= Global Security Contingency Fund =

The Global Security Contingency Fund (GSCF) is a fund that was established under the United States National Defense Authorization Act for fiscal year 2012 in section 1207.

"The FY2012 National Defense Authorization Act (P.L. 112-81), Section 1207, created a new
Global Security Contingency Fund (GSCF) as a four-year pilot project to be jointly administered
and funded by the United States Department of Defense (DOD) and the United States Department of State. The purpose of the fund is to carry out security and counterterrorism training, and rule of law programs. (There also
are three one-year transitional authorities for assistance to Africa and Yemen.) The GSCF is placed
under the State Department budget. Although decisions are to be jointly made by the Secretaries of
State and Defense, the mandated mechanism puts the Secretary of State in the lead"

== Purpose ==
"This new Fund follows from [[Robert Gates|Secretary [of Defense Robert] Gates]]’ proposal in December 2009 that State and DoD adopt a "pooled resources" approach like that used in the United Kingdom to strengthen their abilities to respond to situations where their missions overlap." Admiral Michael Mullen (Chairman of the Joint Chiefs of Staff at the time) stated in a congressional hearing that, " [the GSCF] will buy us an agile and cost-effective way to better respond to unforeseen needs and take advantage of emerging opportunities for partners to secure their own territories and regions." The Global Security Contingency Fund (GSCF) is intended for either DOD or DOS to provide assistance to countries designated by Secretary of State, with the concurrence of Secretary of Defense, for the following purposes.
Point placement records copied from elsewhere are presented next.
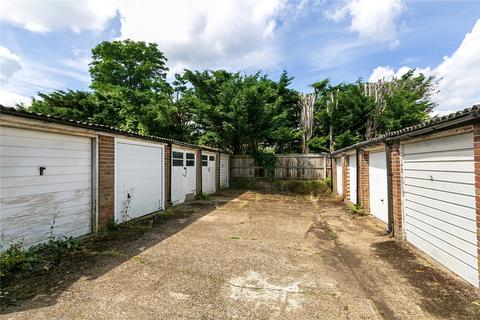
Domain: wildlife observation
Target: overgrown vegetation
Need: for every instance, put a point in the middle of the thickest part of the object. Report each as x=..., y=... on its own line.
x=246, y=114
x=16, y=259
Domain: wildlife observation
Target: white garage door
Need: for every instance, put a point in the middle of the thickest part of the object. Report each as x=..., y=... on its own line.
x=439, y=188
x=184, y=177
x=208, y=172
x=377, y=179
x=352, y=171
x=46, y=186
x=224, y=170
x=138, y=179
x=339, y=162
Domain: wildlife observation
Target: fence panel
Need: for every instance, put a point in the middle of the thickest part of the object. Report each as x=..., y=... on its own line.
x=289, y=166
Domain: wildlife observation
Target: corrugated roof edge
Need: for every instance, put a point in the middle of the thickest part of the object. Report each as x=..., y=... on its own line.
x=450, y=120
x=94, y=126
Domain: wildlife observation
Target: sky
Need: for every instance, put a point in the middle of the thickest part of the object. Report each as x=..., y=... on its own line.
x=46, y=45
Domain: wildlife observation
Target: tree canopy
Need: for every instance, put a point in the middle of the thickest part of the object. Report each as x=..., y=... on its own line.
x=231, y=110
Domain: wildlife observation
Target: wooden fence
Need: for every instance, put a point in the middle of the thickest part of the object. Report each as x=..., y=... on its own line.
x=289, y=166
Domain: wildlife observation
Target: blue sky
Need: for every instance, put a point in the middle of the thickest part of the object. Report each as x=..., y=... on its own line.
x=46, y=45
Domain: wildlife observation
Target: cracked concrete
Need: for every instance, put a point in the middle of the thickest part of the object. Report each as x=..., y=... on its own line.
x=242, y=255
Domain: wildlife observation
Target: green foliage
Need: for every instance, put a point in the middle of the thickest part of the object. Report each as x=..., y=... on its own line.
x=356, y=209
x=306, y=187
x=241, y=113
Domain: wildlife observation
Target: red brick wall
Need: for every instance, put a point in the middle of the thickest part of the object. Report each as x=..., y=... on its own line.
x=167, y=166
x=106, y=180
x=346, y=178
x=363, y=182
x=476, y=152
x=396, y=189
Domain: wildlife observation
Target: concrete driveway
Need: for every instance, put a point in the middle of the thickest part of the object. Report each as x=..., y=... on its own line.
x=248, y=255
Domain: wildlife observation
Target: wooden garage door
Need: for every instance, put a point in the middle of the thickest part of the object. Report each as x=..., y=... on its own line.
x=224, y=170
x=46, y=186
x=138, y=179
x=439, y=189
x=208, y=172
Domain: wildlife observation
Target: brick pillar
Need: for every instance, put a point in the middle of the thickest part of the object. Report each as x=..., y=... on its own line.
x=106, y=180
x=346, y=178
x=396, y=189
x=476, y=152
x=363, y=181
x=168, y=167
x=334, y=175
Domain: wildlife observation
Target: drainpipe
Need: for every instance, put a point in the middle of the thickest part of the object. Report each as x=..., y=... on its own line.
x=389, y=189
x=359, y=202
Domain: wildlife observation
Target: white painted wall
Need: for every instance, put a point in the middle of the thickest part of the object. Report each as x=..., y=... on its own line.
x=377, y=171
x=224, y=170
x=208, y=172
x=184, y=177
x=352, y=170
x=439, y=206
x=339, y=163
x=34, y=207
x=139, y=179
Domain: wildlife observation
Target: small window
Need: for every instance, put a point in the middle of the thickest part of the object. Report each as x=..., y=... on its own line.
x=177, y=163
x=177, y=155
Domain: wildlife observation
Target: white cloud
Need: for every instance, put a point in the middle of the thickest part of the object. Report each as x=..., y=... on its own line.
x=9, y=64
x=45, y=16
x=373, y=20
x=207, y=34
x=458, y=74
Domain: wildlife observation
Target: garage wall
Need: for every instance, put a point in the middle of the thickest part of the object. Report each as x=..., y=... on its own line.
x=46, y=185
x=224, y=170
x=139, y=175
x=440, y=202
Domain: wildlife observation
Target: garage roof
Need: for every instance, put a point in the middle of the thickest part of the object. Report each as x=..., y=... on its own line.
x=94, y=126
x=434, y=124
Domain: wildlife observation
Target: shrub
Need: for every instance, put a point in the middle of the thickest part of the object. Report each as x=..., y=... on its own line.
x=315, y=187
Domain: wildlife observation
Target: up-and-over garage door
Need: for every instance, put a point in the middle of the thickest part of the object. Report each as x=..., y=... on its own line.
x=208, y=172
x=439, y=188
x=339, y=175
x=46, y=186
x=139, y=179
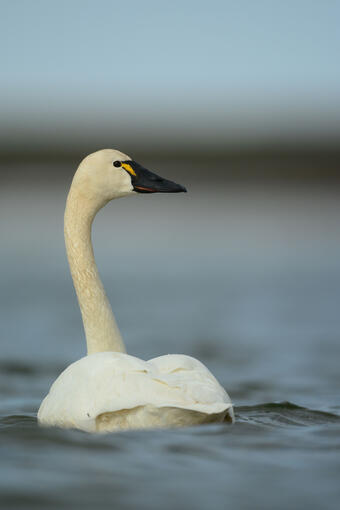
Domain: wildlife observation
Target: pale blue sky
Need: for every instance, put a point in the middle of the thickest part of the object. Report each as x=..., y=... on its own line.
x=257, y=62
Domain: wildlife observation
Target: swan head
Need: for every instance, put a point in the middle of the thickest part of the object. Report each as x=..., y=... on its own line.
x=109, y=174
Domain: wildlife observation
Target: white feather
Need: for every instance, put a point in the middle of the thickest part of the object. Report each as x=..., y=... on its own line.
x=108, y=389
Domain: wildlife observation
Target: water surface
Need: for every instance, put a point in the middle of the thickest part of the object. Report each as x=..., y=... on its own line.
x=248, y=281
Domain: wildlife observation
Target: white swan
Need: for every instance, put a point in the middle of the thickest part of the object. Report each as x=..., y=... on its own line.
x=108, y=389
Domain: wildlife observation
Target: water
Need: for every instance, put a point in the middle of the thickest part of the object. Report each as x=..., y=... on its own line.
x=248, y=281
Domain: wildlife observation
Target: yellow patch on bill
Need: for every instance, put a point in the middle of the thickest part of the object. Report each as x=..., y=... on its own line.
x=129, y=169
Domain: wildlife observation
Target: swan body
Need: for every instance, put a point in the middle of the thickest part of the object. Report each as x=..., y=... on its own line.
x=108, y=389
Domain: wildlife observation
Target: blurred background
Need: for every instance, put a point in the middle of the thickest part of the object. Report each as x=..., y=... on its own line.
x=239, y=102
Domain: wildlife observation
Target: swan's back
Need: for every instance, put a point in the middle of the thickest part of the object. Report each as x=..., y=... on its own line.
x=110, y=390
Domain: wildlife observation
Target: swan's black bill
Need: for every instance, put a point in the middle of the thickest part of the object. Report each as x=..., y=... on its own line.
x=144, y=181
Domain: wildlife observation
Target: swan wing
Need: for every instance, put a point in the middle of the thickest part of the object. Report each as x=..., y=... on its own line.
x=108, y=382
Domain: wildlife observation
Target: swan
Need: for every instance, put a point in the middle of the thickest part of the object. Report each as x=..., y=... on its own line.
x=109, y=390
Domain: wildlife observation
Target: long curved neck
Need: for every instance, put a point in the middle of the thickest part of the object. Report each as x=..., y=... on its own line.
x=102, y=333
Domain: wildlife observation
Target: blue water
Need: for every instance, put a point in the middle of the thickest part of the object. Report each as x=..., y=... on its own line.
x=248, y=281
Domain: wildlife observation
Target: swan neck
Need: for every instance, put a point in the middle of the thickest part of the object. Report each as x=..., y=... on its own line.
x=101, y=330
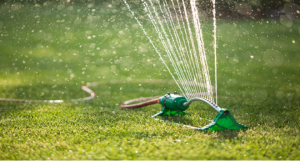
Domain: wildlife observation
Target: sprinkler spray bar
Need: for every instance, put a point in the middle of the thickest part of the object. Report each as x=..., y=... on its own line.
x=216, y=107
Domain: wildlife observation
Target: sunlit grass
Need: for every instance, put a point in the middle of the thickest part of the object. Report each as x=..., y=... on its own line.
x=55, y=63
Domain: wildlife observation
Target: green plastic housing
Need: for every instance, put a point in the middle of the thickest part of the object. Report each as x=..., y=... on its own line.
x=172, y=105
x=174, y=102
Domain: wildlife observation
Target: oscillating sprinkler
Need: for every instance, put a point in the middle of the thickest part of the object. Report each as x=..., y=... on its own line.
x=175, y=105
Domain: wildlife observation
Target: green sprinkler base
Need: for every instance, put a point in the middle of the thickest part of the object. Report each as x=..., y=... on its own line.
x=224, y=121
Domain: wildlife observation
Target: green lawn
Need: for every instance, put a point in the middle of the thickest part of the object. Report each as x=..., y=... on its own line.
x=48, y=52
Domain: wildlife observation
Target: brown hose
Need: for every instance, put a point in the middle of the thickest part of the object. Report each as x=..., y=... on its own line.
x=142, y=104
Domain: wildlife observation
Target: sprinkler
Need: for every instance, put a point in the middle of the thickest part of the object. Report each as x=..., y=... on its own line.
x=175, y=105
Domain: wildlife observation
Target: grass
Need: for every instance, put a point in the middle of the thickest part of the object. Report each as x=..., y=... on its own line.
x=45, y=54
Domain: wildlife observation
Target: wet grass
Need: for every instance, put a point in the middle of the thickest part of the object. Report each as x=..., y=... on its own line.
x=51, y=59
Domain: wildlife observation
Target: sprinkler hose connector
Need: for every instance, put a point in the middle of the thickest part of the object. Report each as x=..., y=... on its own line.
x=173, y=105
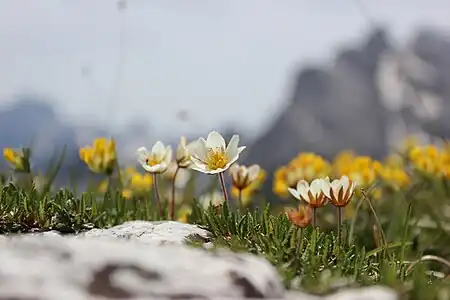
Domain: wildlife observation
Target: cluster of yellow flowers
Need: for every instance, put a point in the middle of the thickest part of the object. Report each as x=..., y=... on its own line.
x=101, y=157
x=214, y=156
x=431, y=159
x=305, y=166
x=133, y=183
x=210, y=156
x=363, y=170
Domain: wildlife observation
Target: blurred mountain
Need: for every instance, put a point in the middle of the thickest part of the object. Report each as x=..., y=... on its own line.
x=30, y=122
x=367, y=100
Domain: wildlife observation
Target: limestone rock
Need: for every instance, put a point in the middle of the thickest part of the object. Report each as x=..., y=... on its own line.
x=45, y=267
x=153, y=232
x=367, y=293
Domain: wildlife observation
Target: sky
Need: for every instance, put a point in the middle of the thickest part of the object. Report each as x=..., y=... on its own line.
x=223, y=62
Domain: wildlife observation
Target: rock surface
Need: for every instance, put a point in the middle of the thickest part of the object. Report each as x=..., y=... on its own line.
x=153, y=232
x=44, y=267
x=141, y=260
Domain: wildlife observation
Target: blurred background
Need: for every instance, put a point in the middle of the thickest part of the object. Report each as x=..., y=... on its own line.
x=287, y=75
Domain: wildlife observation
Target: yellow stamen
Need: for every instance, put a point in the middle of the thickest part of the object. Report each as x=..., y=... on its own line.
x=10, y=155
x=216, y=159
x=152, y=161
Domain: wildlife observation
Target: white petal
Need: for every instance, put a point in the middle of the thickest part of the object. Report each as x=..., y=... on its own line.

- To enhance the capabilities of a country's national military and other national security forces that conduct border and maritime, internal defense, and counterterrorism operations, as well as the government agencies responsible for such forces, to:

1. Conduct border and maritime security, internal defense, and counterterrorism operations, and
2. Participate in or support military, stability, or peace support operations consistent with US foreign policy and national security interests.

- For the justice sector (including law enforcement and prisons), rule of law programs, and stabilization efforts in a country. In cases in which SecState, in consultation with SecDef, determines that conflict or instability in a country or region challenges the existing capability of civilian providers to deliver such assistance.

Any such assistance programs are to be jointly formulated by DOD and DOS with the approval of SecState and the concurrence of SecDef. Any provided assistance may include equipment, supplies, and training.